Off Main Street by Michael Perry

Author:Michael Perry
Language: eng
Format: epub
Publisher: HarperCollins


2001

The Osmotic Elvis

The first thing I remember about Elvis is that he was dead. The news was postdated, and obtained in oblique fashion, but that, as it turns out, is precisely the point where Elvis and I are concerned. The Elvis I know has almost nothing to do with albums or films and almost everything to do with saturation and assimilation. I never went looking for him, never bought his music, never watched his movies. He filtered down and found me. In all his mutable states—the thin Elvis, the fat Elvis; the army Elvis, the Vegas Elvis; the hero, the has-been—to many of my generation he is simply the osmotic Elvis.

When I learned Elvis was dead, I didn’t get the news from the news.
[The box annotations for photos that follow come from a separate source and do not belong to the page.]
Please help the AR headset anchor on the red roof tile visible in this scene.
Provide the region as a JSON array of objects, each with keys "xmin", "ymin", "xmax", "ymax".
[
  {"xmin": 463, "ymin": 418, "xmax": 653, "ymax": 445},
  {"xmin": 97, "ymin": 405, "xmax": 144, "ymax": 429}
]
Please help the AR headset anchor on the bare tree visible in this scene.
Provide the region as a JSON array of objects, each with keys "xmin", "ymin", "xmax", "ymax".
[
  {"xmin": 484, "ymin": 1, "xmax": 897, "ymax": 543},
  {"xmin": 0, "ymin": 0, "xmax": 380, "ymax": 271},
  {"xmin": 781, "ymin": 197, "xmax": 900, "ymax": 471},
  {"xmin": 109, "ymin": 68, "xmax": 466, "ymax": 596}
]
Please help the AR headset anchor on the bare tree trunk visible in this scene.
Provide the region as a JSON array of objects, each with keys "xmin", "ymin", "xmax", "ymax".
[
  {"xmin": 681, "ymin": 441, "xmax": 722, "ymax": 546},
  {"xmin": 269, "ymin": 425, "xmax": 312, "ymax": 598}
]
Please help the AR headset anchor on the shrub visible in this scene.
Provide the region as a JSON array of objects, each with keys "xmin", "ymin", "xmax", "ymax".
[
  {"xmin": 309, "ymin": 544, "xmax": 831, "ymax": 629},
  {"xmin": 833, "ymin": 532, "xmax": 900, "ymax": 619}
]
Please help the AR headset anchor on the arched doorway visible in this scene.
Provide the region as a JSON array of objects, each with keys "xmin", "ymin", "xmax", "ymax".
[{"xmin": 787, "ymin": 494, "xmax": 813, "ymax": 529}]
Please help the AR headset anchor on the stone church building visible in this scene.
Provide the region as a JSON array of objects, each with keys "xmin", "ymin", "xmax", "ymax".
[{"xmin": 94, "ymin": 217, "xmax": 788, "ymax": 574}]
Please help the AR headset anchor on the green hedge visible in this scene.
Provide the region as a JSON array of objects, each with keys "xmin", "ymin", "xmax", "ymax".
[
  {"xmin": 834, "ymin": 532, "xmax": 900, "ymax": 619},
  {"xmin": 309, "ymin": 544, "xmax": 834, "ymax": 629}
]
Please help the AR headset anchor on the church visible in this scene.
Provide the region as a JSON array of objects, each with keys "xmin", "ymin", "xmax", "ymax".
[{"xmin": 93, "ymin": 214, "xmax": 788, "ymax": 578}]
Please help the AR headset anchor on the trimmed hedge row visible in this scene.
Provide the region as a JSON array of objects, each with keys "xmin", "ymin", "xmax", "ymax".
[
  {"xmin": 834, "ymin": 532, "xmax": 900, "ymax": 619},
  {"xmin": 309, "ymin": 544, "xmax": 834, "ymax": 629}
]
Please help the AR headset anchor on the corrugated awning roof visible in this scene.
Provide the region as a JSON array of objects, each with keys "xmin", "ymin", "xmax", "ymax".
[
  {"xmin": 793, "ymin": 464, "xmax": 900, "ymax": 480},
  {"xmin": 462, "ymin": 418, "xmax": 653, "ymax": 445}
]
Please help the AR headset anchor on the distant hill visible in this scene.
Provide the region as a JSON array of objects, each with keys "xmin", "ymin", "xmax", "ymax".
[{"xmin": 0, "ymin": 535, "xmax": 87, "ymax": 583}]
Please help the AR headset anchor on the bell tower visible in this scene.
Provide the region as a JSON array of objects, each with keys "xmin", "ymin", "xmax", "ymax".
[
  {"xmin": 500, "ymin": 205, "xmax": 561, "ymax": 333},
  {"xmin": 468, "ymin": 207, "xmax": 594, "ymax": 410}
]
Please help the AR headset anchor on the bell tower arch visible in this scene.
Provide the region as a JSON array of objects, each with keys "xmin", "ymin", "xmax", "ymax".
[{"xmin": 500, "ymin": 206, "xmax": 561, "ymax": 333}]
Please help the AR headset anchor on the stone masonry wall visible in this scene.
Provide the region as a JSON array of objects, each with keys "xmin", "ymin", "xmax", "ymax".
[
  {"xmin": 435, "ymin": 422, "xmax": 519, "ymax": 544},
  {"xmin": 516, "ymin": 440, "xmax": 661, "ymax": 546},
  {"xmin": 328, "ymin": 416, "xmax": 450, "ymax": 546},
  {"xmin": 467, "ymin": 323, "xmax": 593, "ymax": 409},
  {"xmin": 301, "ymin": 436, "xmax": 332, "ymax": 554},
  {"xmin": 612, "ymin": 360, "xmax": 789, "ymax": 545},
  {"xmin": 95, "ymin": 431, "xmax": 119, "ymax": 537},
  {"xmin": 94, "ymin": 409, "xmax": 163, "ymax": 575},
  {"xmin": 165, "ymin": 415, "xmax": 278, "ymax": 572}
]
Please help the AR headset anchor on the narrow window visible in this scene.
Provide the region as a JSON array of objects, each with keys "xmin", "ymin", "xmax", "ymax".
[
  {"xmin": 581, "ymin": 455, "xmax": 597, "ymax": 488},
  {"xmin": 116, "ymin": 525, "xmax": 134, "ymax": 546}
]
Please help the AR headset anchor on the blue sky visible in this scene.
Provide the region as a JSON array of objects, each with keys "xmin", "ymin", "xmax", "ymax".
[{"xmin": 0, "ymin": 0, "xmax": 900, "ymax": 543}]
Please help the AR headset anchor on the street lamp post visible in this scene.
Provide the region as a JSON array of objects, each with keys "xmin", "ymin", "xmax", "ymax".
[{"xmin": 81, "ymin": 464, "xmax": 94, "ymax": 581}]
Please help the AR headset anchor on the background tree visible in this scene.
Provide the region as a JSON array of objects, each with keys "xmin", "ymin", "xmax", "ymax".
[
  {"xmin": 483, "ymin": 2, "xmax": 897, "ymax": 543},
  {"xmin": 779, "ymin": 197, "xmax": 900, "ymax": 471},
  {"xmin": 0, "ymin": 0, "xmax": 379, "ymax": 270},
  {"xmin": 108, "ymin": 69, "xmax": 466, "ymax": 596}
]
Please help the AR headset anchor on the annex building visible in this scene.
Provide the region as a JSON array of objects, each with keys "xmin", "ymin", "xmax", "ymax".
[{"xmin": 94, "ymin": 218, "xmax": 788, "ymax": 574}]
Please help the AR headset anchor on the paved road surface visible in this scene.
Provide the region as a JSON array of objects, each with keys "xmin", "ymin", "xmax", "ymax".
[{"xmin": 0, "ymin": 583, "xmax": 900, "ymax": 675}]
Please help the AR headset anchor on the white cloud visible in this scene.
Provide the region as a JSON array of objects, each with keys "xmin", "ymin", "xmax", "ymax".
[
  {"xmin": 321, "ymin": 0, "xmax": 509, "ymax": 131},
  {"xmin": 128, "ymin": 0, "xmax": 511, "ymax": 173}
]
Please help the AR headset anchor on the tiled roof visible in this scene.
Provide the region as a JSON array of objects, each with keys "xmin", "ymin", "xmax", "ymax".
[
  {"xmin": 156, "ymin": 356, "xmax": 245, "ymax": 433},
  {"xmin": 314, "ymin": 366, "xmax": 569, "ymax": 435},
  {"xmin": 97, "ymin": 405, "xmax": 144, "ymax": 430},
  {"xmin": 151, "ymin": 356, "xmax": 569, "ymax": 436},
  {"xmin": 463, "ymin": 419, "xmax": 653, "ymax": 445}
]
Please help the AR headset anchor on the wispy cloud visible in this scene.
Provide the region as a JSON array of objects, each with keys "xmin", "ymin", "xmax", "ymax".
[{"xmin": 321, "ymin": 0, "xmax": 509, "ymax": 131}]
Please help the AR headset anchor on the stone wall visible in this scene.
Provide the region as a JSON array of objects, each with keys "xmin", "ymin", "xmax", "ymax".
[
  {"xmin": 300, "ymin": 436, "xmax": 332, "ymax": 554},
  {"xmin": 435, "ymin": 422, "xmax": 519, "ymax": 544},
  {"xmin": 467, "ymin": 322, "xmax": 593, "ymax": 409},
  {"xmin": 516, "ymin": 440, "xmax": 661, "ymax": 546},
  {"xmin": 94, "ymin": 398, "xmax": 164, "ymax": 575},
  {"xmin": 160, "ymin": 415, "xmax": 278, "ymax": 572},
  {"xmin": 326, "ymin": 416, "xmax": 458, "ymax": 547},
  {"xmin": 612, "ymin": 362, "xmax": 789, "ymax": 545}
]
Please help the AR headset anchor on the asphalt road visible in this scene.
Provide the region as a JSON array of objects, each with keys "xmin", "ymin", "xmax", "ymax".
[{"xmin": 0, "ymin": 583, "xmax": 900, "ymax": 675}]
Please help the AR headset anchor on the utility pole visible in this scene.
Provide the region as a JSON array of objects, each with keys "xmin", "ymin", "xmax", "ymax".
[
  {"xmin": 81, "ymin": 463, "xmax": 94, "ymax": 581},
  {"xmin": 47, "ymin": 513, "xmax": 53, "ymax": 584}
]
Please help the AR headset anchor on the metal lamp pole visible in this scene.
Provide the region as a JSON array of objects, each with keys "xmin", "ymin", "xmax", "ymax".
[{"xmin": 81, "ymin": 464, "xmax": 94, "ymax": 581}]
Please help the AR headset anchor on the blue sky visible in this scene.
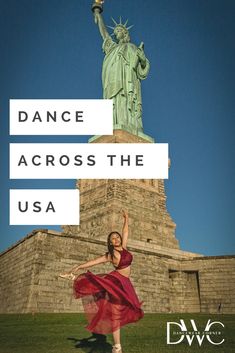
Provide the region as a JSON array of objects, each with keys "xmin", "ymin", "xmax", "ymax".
[{"xmin": 0, "ymin": 0, "xmax": 235, "ymax": 255}]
I got it from a television commercial. I was visiting a friend, and as we passed through his living room—two thirteen-year-olds headed out for another game of h-o-r-s-e—an announcer was promoting an Elvis tribute show to be held on a local radio station. An image of a man with a microphone appeared on the screen in silhouette. As the spot concluded, the image faded, and the announcer’s voice, tremulous with a touch of reverb, called the name three times: “Elvis?…Elvis?…Elvis?” I remember I thought the spot overwrought. And I remember we went about our basketball untroubled that the King was dead. But the osmosis was under way.

In 1991, profoundly recalcitrant country artist Steve Earle recorded the live album Shut Up and Die Like an Aviator. Earle was on a grungy downhill slide at the time, the heroin in his veins approaching a lazy terminal velocity. He would shortly be homeless, then incarcerated. He sang like a man forcing up crushed glass. After several encores, the audience whistled for more, but the show was over. As the audio fades, an announcer intones, “Ladies and gentlemen, Steve Earle has left the building.” At first listen, I recognized it immediately for what it was: a postmodern invocation drawn on the departed King of Rock ’n’ Roll.
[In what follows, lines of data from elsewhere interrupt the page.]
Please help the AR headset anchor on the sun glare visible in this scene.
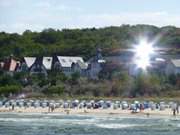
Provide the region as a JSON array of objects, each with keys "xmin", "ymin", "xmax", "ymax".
[{"xmin": 135, "ymin": 40, "xmax": 154, "ymax": 70}]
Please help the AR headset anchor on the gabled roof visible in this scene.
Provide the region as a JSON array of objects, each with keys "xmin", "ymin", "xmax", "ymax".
[
  {"xmin": 24, "ymin": 57, "xmax": 36, "ymax": 68},
  {"xmin": 42, "ymin": 57, "xmax": 53, "ymax": 70},
  {"xmin": 77, "ymin": 61, "xmax": 88, "ymax": 69},
  {"xmin": 171, "ymin": 59, "xmax": 180, "ymax": 68},
  {"xmin": 9, "ymin": 59, "xmax": 17, "ymax": 71},
  {"xmin": 57, "ymin": 56, "xmax": 84, "ymax": 67}
]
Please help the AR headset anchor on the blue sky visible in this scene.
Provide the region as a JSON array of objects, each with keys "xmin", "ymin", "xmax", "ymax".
[{"xmin": 0, "ymin": 0, "xmax": 180, "ymax": 33}]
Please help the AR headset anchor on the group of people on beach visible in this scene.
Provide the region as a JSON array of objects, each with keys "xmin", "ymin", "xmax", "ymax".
[{"xmin": 172, "ymin": 103, "xmax": 179, "ymax": 116}]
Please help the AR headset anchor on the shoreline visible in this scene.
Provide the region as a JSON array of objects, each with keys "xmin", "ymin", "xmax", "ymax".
[{"xmin": 0, "ymin": 107, "xmax": 180, "ymax": 118}]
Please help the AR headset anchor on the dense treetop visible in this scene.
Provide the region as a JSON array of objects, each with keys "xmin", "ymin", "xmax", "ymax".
[{"xmin": 0, "ymin": 25, "xmax": 180, "ymax": 59}]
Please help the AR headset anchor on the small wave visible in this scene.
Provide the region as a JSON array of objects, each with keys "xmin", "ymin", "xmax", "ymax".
[
  {"xmin": 96, "ymin": 124, "xmax": 136, "ymax": 129},
  {"xmin": 0, "ymin": 118, "xmax": 39, "ymax": 122}
]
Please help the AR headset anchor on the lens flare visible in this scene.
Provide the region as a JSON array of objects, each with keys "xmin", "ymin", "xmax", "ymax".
[{"xmin": 134, "ymin": 40, "xmax": 154, "ymax": 70}]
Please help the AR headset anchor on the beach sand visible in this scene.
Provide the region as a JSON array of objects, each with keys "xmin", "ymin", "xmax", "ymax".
[{"xmin": 0, "ymin": 107, "xmax": 180, "ymax": 116}]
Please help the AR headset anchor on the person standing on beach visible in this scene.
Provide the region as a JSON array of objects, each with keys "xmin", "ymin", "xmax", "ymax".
[
  {"xmin": 172, "ymin": 104, "xmax": 177, "ymax": 116},
  {"xmin": 176, "ymin": 102, "xmax": 179, "ymax": 114}
]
Just lately, I’ve realized something else: I’ve never heard that quote in its original context. I am familiar with the lexicon, hip to the meaning, but only in a secondhand sense. But that’s the thing about the King: You didn’t have to be there to “get” Elvis. He gets you.
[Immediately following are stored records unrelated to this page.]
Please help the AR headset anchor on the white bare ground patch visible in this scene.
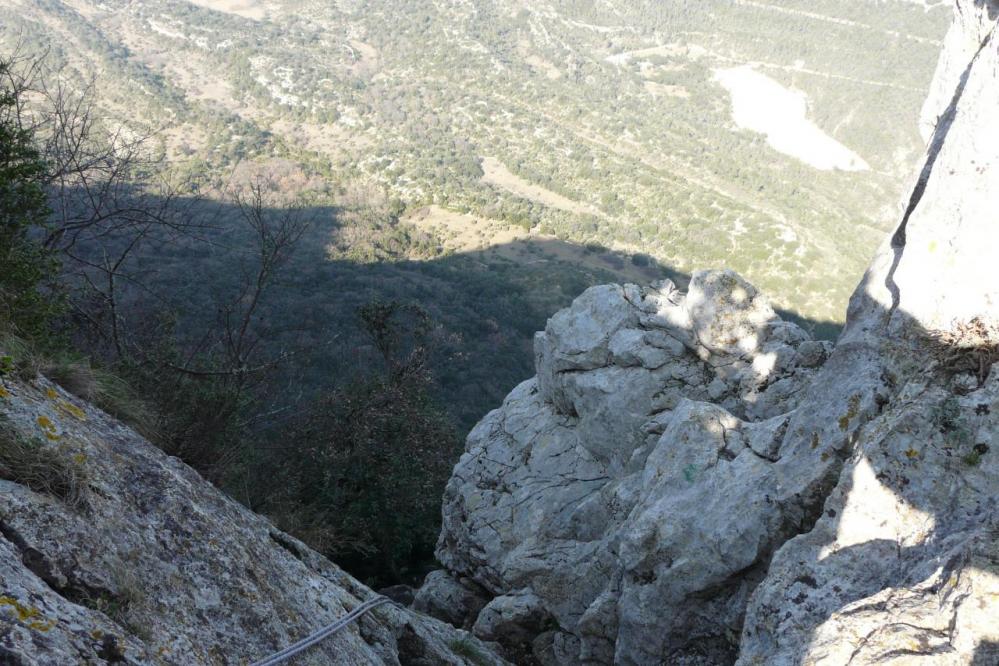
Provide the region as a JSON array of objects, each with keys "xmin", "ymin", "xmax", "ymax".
[
  {"xmin": 482, "ymin": 157, "xmax": 603, "ymax": 216},
  {"xmin": 190, "ymin": 0, "xmax": 267, "ymax": 21},
  {"xmin": 402, "ymin": 206, "xmax": 662, "ymax": 284},
  {"xmin": 715, "ymin": 66, "xmax": 870, "ymax": 171}
]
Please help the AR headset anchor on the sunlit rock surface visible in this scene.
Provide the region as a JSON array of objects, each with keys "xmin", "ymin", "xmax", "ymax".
[
  {"xmin": 0, "ymin": 378, "xmax": 501, "ymax": 666},
  {"xmin": 438, "ymin": 0, "xmax": 999, "ymax": 666}
]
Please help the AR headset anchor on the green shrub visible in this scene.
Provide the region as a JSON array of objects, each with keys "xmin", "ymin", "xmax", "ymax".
[{"xmin": 0, "ymin": 60, "xmax": 62, "ymax": 339}]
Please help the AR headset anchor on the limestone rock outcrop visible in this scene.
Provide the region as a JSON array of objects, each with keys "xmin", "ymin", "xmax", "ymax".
[
  {"xmin": 0, "ymin": 378, "xmax": 504, "ymax": 666},
  {"xmin": 437, "ymin": 0, "xmax": 999, "ymax": 666}
]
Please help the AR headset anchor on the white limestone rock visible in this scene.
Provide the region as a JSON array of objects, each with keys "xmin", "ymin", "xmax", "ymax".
[{"xmin": 0, "ymin": 378, "xmax": 505, "ymax": 666}]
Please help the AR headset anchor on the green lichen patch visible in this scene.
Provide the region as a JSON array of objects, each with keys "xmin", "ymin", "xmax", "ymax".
[{"xmin": 0, "ymin": 596, "xmax": 56, "ymax": 632}]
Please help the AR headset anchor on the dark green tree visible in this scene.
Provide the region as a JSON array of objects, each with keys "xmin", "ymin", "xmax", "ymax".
[
  {"xmin": 265, "ymin": 302, "xmax": 460, "ymax": 585},
  {"xmin": 0, "ymin": 60, "xmax": 62, "ymax": 339}
]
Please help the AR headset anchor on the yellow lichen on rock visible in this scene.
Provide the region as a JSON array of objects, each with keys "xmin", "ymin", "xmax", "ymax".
[
  {"xmin": 35, "ymin": 414, "xmax": 62, "ymax": 442},
  {"xmin": 0, "ymin": 596, "xmax": 56, "ymax": 631}
]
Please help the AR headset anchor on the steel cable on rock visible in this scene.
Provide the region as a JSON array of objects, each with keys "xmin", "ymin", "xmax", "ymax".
[{"xmin": 252, "ymin": 597, "xmax": 391, "ymax": 666}]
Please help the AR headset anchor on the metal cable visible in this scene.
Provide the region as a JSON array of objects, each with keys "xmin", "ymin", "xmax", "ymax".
[{"xmin": 252, "ymin": 597, "xmax": 391, "ymax": 666}]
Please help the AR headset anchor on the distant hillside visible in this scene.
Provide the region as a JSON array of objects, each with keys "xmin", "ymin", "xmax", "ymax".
[{"xmin": 0, "ymin": 0, "xmax": 949, "ymax": 424}]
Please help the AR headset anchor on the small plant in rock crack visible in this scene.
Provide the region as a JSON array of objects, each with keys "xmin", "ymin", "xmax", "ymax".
[
  {"xmin": 931, "ymin": 396, "xmax": 989, "ymax": 467},
  {"xmin": 450, "ymin": 638, "xmax": 489, "ymax": 666},
  {"xmin": 926, "ymin": 317, "xmax": 999, "ymax": 386}
]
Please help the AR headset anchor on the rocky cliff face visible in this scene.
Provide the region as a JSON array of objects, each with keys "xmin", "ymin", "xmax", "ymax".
[
  {"xmin": 428, "ymin": 0, "xmax": 999, "ymax": 666},
  {"xmin": 0, "ymin": 378, "xmax": 503, "ymax": 666}
]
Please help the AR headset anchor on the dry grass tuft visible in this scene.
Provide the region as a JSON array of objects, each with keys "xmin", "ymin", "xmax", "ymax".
[
  {"xmin": 0, "ymin": 416, "xmax": 88, "ymax": 509},
  {"xmin": 926, "ymin": 317, "xmax": 999, "ymax": 386}
]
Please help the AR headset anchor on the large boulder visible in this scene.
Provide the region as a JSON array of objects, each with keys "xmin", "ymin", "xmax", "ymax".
[
  {"xmin": 437, "ymin": 0, "xmax": 999, "ymax": 666},
  {"xmin": 0, "ymin": 377, "xmax": 504, "ymax": 666},
  {"xmin": 438, "ymin": 271, "xmax": 840, "ymax": 663}
]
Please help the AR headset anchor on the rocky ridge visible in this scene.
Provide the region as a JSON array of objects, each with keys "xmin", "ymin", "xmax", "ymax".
[
  {"xmin": 426, "ymin": 0, "xmax": 999, "ymax": 665},
  {"xmin": 0, "ymin": 377, "xmax": 505, "ymax": 666}
]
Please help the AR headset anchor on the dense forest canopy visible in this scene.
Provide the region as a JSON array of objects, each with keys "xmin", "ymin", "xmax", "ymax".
[{"xmin": 0, "ymin": 0, "xmax": 949, "ymax": 580}]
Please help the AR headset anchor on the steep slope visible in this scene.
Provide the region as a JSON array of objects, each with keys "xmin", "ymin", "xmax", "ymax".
[
  {"xmin": 0, "ymin": 378, "xmax": 502, "ymax": 666},
  {"xmin": 420, "ymin": 0, "xmax": 999, "ymax": 666}
]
In June of 1988, Kalamazoo housewife Louise Welling told Pete Cooke of the Weekly World News that she saw Elvis in the Burger King. “I’m not an Elvis fan,” she said. “I don’t have any Elvis records or Elvis books. I’m not into Elvis.” But she knew Elvis when she saw him.

I know how she feels. I’m not into Elvis either. Don’t have his records, don’t have his books. But as the philosophomorical songwriter Mojo Nixon once sang, “Elvis is everywhere.” You can’t ignore Elvis. He saturates the periphery of our existence. I’ve never seen the ’68 comeback special, but I’ve seen the commercial for the video, and I’ve seen the slick magazine ad for the commemorative plate.